– Как-нибудь сделаю, – говорил я, помня, что Зеба даже плот умудрился соорудить и приплыть по огромной реке Оби, чтобы доставить нам солярку. Я обещание выполнил и доставил не две машины сена, а три и еще тонну комбикорма. И, конечно же, это не сравнить с поступком Зебы, потому что Зеба не только сверхдефицитную по тем временам солярку достал, но и сделал это, преодолевая непредсказуемую и опасную водную стихию. А я преодолел не природную стихию, а цель войны и простой человеческий фактор – алчность; просто на каждом блокпосту посланный мною работник платил дань за проезд. Эта плата окупилась сторицей, потому что общение со стариком-односельчанином и появившийся в сознании словно воскресший образ Зебы как-то сильно повлияли на мой дух, укрепили волю и даже изменили само мировосприятие. Так что я, вопреки выданному предписанию – ни в коем случае не оставаться на ночь в горах – остался в эту ночь в родном селе, в родных горах, в полуразрушенной и еле отапливаемой каморке, где нет никаких удобств. Но я впервые после трагедии спокойно спал, вдоволь выспался. Как принято в горах, с закатом солнца заснул, задолго до рассвета проснулся – у меня была задача проверить тайник. Лишь погрузившись в пещеру, я включил приготовленный для этого случая фонарик. Всего здесь было восемь стволов: пистолет «Стечкин», четыре автомата «Калашникова», пулемет, гранатомет и снайперская винтовка, а также заряды к ним. Теперь остались лишь пулемет и гранатомет. Видно, что приходит сын сюда один, тайну бережет. Тяжелые стволы не берет – тяжело и далеко, наверное, нести. Понять, когда он был здесь в последний раз, невозможно, но я уверен, что он сюда еще наведается, если живой, – вот такой преследует страх, и поэтому я решил оставить ему записку – об этом я тоже заранее подумал, а содержание следующее:
«Месть – одно. И эта функция Бога и времени… Защитник – иное… Но с автоматом против танка и самолета… Гораздо лучше и эффективнее, и только в этом будущее и нашей семьи, и нашего народа, если бы ты сейчас где-нибудь учился, получал знания, думал о перспективе и жизни… И еще, мне в армии об этом сказали, снайперская винтовка – оружие убийц, а не воина… Но и настоящий воин, воин победитель, в ХХI веке сидит за компьютером, а не бегает с автоматом по лесам, как в ХIХ веке… Дала Iалаш войла хьо[1]

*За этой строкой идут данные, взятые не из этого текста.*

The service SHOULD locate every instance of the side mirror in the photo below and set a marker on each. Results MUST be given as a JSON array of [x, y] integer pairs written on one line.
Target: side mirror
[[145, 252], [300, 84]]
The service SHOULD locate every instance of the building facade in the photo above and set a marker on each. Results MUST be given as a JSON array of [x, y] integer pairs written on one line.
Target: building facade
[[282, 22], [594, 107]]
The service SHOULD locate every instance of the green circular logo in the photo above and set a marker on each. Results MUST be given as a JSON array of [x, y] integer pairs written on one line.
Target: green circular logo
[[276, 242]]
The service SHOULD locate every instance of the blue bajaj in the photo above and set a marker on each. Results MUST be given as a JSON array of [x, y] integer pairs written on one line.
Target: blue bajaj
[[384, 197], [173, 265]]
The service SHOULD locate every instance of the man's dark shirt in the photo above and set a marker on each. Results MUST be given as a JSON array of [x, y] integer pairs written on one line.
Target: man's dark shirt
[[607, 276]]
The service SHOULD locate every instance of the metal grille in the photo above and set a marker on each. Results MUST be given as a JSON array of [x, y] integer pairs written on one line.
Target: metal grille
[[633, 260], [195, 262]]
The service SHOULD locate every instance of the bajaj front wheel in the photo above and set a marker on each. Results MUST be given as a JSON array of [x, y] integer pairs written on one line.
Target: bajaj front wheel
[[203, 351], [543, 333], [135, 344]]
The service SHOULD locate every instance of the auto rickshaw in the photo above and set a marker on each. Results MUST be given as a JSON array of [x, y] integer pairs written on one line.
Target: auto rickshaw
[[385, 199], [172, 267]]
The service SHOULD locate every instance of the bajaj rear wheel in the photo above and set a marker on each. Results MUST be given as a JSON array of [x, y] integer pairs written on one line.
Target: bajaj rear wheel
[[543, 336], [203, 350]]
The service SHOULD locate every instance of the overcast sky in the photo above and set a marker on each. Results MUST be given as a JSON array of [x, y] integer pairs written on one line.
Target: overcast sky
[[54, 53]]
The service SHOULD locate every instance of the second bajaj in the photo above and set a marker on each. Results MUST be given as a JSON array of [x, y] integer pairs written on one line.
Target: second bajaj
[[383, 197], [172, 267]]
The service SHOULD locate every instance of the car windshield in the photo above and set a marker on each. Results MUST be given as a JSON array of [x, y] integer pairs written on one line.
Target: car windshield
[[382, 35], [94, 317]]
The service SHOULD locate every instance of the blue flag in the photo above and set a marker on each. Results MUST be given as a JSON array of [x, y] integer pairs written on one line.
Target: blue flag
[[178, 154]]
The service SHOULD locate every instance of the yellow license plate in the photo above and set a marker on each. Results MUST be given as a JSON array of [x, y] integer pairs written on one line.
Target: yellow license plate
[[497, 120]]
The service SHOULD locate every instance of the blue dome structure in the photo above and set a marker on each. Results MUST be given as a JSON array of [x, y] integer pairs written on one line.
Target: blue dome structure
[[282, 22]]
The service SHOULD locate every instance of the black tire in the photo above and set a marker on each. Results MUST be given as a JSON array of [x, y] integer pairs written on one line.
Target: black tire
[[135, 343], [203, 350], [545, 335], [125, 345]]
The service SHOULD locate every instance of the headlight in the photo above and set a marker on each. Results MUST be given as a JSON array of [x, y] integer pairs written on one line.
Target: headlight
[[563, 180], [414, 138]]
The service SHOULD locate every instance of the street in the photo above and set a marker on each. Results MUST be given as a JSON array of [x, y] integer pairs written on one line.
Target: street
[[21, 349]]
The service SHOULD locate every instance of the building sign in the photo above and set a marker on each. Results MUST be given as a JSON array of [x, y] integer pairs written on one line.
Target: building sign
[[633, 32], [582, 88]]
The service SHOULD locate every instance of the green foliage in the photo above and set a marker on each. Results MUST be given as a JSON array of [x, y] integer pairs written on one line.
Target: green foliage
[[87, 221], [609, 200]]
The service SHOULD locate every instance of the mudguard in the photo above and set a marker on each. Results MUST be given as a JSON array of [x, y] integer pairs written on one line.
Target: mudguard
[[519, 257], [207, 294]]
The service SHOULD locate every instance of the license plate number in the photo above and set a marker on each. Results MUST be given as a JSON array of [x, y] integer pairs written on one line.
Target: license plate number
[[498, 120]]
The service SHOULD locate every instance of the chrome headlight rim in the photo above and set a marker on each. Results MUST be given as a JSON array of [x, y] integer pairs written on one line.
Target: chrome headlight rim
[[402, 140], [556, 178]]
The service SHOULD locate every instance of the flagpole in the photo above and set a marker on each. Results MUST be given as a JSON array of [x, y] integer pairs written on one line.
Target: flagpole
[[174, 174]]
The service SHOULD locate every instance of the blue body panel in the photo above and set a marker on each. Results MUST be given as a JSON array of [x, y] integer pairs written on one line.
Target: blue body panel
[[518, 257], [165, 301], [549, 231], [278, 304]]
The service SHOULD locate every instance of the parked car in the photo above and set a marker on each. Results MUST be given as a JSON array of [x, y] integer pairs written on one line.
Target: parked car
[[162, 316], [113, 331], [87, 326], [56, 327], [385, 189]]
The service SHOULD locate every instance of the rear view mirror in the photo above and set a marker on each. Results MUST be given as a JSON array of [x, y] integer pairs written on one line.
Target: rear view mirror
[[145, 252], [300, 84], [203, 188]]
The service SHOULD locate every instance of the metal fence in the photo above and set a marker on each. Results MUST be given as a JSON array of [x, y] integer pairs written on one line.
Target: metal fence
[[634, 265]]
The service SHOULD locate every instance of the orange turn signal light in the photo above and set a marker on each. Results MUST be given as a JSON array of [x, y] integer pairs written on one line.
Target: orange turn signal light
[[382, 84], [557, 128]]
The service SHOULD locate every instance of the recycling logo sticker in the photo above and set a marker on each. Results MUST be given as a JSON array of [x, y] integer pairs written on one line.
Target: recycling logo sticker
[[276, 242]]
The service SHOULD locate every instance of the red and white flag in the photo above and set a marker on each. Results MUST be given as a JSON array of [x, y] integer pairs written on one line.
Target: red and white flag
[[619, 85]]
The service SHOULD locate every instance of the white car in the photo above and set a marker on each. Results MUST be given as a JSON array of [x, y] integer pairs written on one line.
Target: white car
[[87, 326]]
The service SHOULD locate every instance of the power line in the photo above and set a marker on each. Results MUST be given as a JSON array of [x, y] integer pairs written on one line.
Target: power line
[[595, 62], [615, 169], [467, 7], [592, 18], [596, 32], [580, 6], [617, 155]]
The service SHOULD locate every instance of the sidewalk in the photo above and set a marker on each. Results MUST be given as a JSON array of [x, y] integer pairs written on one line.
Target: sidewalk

».В тот же день я был в Грозном, на работе никто не обратил внимания, что я сутки отсутствовал. А мне через неделю очень сильно вновь захотелось поехать в родные горы, я не только горел любопытством посетить тайник, увидеть реакцию, найти ответ или просто знак, что живой, но и хотелось, как в отдушине, еще раз спокойно поспать, подышать чистым, горным, родным воздухом, насладиться тишиной и покоем, которых в Грозном нет – все гремит и грохочет, идет война. А мы добываем нефть, работаем – абсурд! И мне порою кажется, что все это в каком-то кошмарном сне, или я и все вокруг сошли с ума, и весь мир такой, таким стал. И я мечтаю вырваться в горы, не видеть этот кошмар, эти руины и каждодневную смерть людей. И как назло, нет повода и возможности в горы поехать, а просто так нельзя. Однако не может мир быть только черным – командировка в Москву с отчетом, и я вновь увидел свою Шовду, а ее первый вопрос:
– Ты брата не видел?.. А слышал что? – она вновь плачет. Я же вновь вру, вновь обещаю, что, наконец-то, вырву его из этого пекла, что уже знаю, где он, и что прямо из Москвы направлюсь к нему. Разумеется, все не так, но прямо из командировки я без уведомления поехал в горы – уже опыт проезда блокпостов был. А там меня старик огорошил:
– Твой сын был здесь. Он и раньше заглядывал, но я тебе не говорил, он так просил. А сейчас попросил, чтобы ты его понял и простил.
У меня к старику появилось много вопросов, и я даже не знал, с чего начать, да он продолжил:
– Конечно, я тебя понимаю. Война по тебе катком прошлась. Младший и последний сын. И понятно, что с автоматом и даже с пулеметом против танка и самолета – вроде бесполезно. Но если одни убегут, а другие на колени падут, то что? Где чеченцы, защитники, воины, патриоты?! Так что ты сыном гордись… Хотя, конечно, их жалко – худые, усталые, голодные, побитые, но дух! Сам бы с ними пошел… и ходил. А они как-то ночью тихо ушли, я даже не заметил, словно исчезли.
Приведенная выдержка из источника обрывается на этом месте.